Re: IP: RE: Author of DeCss Arrested

From: phil osborn (
Date: Wed Jan 26 2000 - 21:57:50 MST

>From: <>
>Subject: IP: RE: Author of DeCss Arrested
>Date: Tue, 25 Jan 2000 15:04:32 -0500
>From: Dave Farber <>
>>Reply-To: <>
>>From: "Chris Allbritton" <>
>>To: <>>>Dave,
>>this is a horrible trend that seems to be accelerating--namely the
>>privatization of ALL knowledge. It seems that copyright laws are being
>>used not as an incentive for artists to produce new work, but streams for
>>multinational corporations. I can't imagine this is what the framers had
>>in mind when they wrote that clause into ye olde Constitution.....
Instead we seem content to place that vision in the
>>hands of the 'free market,' which doesn't hold the common good as a value,
>>but instead seeks--by law--to maximize shareholder value. In cases
>>regarding intellectual property, shareholder value is antithical to a and
>>open society.>>>--
>>Chris Allbritton
Fukuyama, in his classic "Trust" gives a marvelous description of a similar
process in France. The French monarchy had observed the catastrophe in
Britain with the Magna Carta, and decided to forestall any such nonsense.

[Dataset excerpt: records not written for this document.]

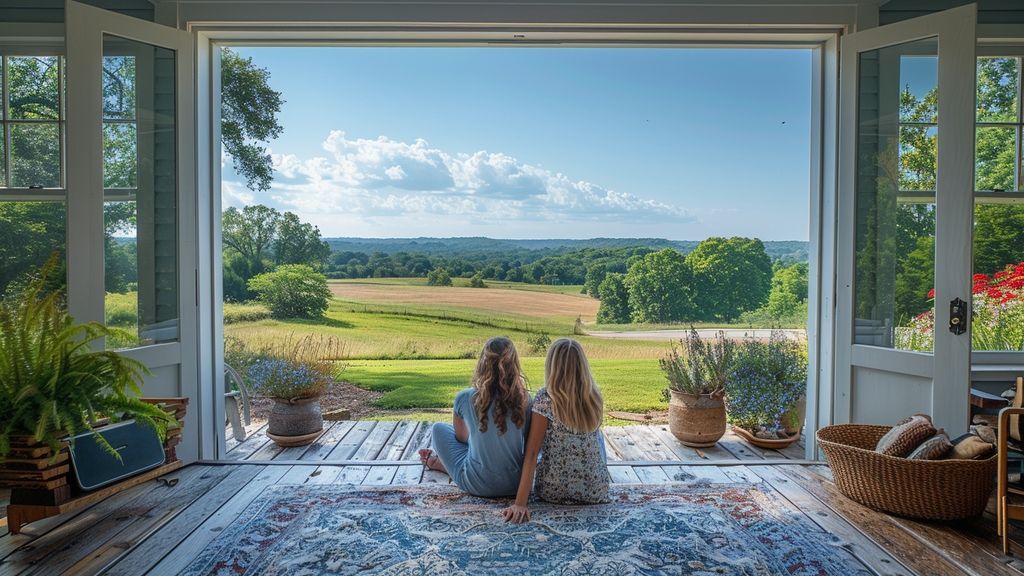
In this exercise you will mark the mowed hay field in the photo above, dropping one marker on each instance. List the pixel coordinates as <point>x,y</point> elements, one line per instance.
<point>497,298</point>
<point>418,343</point>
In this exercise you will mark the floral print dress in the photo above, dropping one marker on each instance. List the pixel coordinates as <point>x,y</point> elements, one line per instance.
<point>572,467</point>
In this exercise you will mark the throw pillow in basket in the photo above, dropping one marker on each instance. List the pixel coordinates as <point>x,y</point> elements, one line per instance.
<point>905,436</point>
<point>933,448</point>
<point>970,447</point>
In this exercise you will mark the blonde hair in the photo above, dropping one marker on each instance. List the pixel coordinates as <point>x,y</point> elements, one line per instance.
<point>499,379</point>
<point>576,400</point>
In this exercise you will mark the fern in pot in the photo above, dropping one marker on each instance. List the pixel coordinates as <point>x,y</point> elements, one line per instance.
<point>52,383</point>
<point>767,389</point>
<point>697,371</point>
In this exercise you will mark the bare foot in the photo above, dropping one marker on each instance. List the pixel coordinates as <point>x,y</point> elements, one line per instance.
<point>431,461</point>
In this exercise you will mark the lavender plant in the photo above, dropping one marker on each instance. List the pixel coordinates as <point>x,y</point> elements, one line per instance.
<point>305,368</point>
<point>698,367</point>
<point>766,379</point>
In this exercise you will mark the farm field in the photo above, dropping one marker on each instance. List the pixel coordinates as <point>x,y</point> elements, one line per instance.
<point>498,297</point>
<point>418,343</point>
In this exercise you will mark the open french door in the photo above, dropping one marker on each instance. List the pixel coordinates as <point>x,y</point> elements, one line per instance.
<point>906,161</point>
<point>131,205</point>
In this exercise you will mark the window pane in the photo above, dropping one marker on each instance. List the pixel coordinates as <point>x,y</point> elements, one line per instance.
<point>120,168</point>
<point>35,155</point>
<point>32,85</point>
<point>919,78</point>
<point>918,146</point>
<point>30,234</point>
<point>997,88</point>
<point>998,282</point>
<point>995,153</point>
<point>895,238</point>
<point>119,87</point>
<point>141,255</point>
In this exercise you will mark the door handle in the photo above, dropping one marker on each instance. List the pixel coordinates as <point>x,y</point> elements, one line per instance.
<point>957,316</point>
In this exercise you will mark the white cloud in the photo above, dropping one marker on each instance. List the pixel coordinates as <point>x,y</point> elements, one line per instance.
<point>386,177</point>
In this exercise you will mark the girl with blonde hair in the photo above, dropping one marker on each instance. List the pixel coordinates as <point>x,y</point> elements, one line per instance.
<point>565,433</point>
<point>482,447</point>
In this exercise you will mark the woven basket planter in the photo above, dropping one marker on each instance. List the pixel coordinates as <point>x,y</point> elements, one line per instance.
<point>920,489</point>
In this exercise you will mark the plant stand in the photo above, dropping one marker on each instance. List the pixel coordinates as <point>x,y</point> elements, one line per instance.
<point>42,489</point>
<point>20,515</point>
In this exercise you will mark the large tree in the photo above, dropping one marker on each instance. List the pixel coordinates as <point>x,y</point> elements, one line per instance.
<point>731,276</point>
<point>659,288</point>
<point>250,232</point>
<point>248,118</point>
<point>299,243</point>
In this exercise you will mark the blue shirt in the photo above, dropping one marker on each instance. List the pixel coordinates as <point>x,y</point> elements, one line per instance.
<point>495,461</point>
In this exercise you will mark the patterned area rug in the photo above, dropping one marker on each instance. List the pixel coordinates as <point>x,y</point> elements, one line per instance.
<point>699,529</point>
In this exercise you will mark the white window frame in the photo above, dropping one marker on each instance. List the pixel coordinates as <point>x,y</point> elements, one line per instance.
<point>822,41</point>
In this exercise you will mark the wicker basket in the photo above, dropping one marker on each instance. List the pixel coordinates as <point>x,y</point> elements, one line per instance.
<point>922,489</point>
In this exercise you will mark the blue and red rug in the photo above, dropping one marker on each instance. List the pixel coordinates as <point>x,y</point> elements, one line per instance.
<point>699,529</point>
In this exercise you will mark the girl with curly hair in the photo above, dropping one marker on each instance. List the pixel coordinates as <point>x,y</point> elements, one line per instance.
<point>482,447</point>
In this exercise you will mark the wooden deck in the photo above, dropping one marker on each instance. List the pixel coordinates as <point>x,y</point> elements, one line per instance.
<point>157,528</point>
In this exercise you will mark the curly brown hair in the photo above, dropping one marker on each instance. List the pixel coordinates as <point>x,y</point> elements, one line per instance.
<point>499,380</point>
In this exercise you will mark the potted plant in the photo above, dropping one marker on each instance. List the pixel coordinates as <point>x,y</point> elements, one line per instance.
<point>295,377</point>
<point>767,383</point>
<point>697,371</point>
<point>53,384</point>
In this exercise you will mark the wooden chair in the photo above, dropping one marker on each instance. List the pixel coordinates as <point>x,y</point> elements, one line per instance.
<point>236,403</point>
<point>1005,510</point>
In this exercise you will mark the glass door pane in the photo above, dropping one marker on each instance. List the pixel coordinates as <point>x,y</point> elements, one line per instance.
<point>897,140</point>
<point>140,192</point>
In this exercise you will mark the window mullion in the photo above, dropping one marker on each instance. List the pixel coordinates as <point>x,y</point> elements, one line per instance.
<point>6,124</point>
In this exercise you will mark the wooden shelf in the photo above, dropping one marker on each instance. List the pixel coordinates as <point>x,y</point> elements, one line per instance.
<point>20,515</point>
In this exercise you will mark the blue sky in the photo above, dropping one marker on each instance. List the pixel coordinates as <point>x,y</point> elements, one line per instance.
<point>540,142</point>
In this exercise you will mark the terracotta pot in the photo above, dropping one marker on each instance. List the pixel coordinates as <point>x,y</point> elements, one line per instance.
<point>697,420</point>
<point>295,422</point>
<point>765,443</point>
<point>793,419</point>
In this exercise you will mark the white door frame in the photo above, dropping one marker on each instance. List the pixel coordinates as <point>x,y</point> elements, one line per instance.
<point>948,368</point>
<point>85,27</point>
<point>823,43</point>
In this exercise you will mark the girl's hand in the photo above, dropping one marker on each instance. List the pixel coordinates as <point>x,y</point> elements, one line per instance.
<point>516,513</point>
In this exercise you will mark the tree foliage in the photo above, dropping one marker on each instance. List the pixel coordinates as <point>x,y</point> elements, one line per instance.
<point>293,291</point>
<point>730,276</point>
<point>659,288</point>
<point>614,297</point>
<point>248,118</point>
<point>788,290</point>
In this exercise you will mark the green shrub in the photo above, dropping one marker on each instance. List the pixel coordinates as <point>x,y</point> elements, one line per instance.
<point>539,342</point>
<point>122,310</point>
<point>293,291</point>
<point>438,277</point>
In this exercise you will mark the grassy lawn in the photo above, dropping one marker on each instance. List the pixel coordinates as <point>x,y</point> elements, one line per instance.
<point>570,289</point>
<point>632,385</point>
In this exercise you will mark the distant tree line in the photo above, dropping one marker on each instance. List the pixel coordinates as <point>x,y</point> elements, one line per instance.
<point>719,281</point>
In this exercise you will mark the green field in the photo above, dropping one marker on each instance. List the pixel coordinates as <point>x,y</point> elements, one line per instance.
<point>420,354</point>
<point>631,385</point>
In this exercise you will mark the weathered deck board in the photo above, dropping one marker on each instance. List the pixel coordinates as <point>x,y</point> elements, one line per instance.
<point>880,528</point>
<point>160,529</point>
<point>852,539</point>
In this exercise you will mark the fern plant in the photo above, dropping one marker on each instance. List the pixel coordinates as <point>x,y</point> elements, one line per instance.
<point>52,384</point>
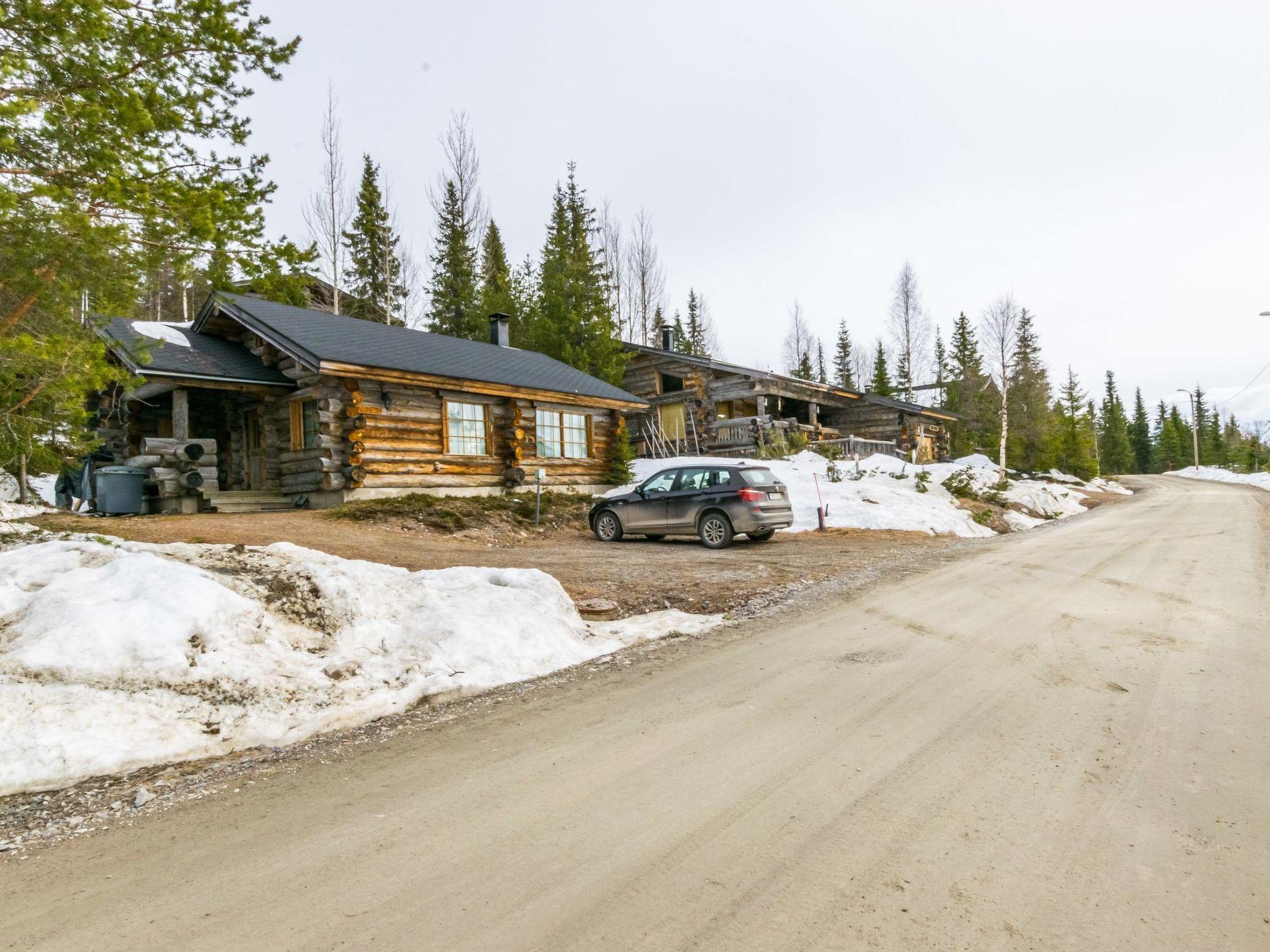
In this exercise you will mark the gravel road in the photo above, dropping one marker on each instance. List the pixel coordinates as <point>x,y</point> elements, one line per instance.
<point>1057,742</point>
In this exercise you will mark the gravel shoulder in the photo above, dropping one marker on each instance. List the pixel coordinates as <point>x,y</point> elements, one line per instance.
<point>638,574</point>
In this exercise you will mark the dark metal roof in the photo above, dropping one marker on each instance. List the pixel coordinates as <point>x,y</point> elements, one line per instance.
<point>313,337</point>
<point>746,371</point>
<point>769,375</point>
<point>916,409</point>
<point>206,357</point>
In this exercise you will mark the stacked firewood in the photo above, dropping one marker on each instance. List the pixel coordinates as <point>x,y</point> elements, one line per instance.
<point>175,467</point>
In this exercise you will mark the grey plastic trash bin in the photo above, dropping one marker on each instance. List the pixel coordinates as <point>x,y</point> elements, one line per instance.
<point>120,490</point>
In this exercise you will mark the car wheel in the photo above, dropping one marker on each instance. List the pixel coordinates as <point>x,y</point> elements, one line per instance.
<point>609,527</point>
<point>716,531</point>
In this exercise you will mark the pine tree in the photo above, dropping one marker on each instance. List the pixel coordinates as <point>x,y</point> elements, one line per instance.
<point>1073,437</point>
<point>1140,434</point>
<point>1030,395</point>
<point>495,276</point>
<point>573,320</point>
<point>843,361</point>
<point>374,263</point>
<point>1116,454</point>
<point>881,382</point>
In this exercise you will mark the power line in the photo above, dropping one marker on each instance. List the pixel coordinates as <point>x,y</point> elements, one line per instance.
<point>1245,386</point>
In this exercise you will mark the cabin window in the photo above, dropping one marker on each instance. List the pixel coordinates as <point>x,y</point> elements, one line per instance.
<point>670,384</point>
<point>673,420</point>
<point>304,425</point>
<point>465,430</point>
<point>563,434</point>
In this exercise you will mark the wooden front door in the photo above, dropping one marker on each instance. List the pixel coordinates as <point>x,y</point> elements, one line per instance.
<point>253,450</point>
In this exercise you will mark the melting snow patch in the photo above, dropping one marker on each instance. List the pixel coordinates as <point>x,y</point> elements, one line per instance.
<point>1217,474</point>
<point>120,655</point>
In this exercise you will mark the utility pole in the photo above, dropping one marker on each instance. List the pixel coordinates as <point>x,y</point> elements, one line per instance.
<point>1194,425</point>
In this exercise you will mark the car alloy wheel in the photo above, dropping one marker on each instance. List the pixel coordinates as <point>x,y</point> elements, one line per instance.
<point>716,532</point>
<point>607,528</point>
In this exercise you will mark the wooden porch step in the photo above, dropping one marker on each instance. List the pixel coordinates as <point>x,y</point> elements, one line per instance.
<point>248,500</point>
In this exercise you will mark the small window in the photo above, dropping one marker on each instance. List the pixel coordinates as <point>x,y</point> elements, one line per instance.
<point>758,478</point>
<point>662,483</point>
<point>562,434</point>
<point>695,479</point>
<point>574,436</point>
<point>670,384</point>
<point>549,433</point>
<point>304,425</point>
<point>465,430</point>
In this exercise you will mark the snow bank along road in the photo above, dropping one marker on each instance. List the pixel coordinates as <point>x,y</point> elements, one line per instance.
<point>1059,743</point>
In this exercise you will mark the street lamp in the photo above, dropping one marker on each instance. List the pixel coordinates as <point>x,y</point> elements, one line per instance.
<point>1194,425</point>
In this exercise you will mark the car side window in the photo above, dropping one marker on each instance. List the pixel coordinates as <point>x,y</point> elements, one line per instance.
<point>662,483</point>
<point>695,479</point>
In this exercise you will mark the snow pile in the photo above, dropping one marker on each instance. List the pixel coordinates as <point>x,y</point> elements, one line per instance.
<point>120,655</point>
<point>887,494</point>
<point>164,332</point>
<point>1217,474</point>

Thus, they instituted a new regime in which the nobels were systematically
tied ever closer to the court for favour, which came at a price that
ultimately bankrupted many of them, and enriched the crown.
An offshoot of this was the granting of patents and licenses for anything
and everything to the commmoners. You could walk into court and purchase
the exslusive right to wear a red cockade on the fourth Sunday of the month
on a particular street or streets. With this patent in hand, you could
arrest or sue any other poor unfortunate who had not read all the thousands
of such legal documents - posted publically at each court, so it was their
own fault(!) - and chose to violate your rights by wearing such a cockade on
the wrong street at the wrong time.
This naturally resulted in a vast war of all against all throughout France.
According to Fukuyama, this utterly destroyed the common fabric of trust
throughout French society, and they have still not recovered, some hundreds
of years since.
The combination of the drug war, the newly burgeoning cyber-sex war, and the
willy-nilly granting of patents and copyrights may well be more than enough
to accomplish the same here.
Fortunately, we now have the tools to stop it in its tracks.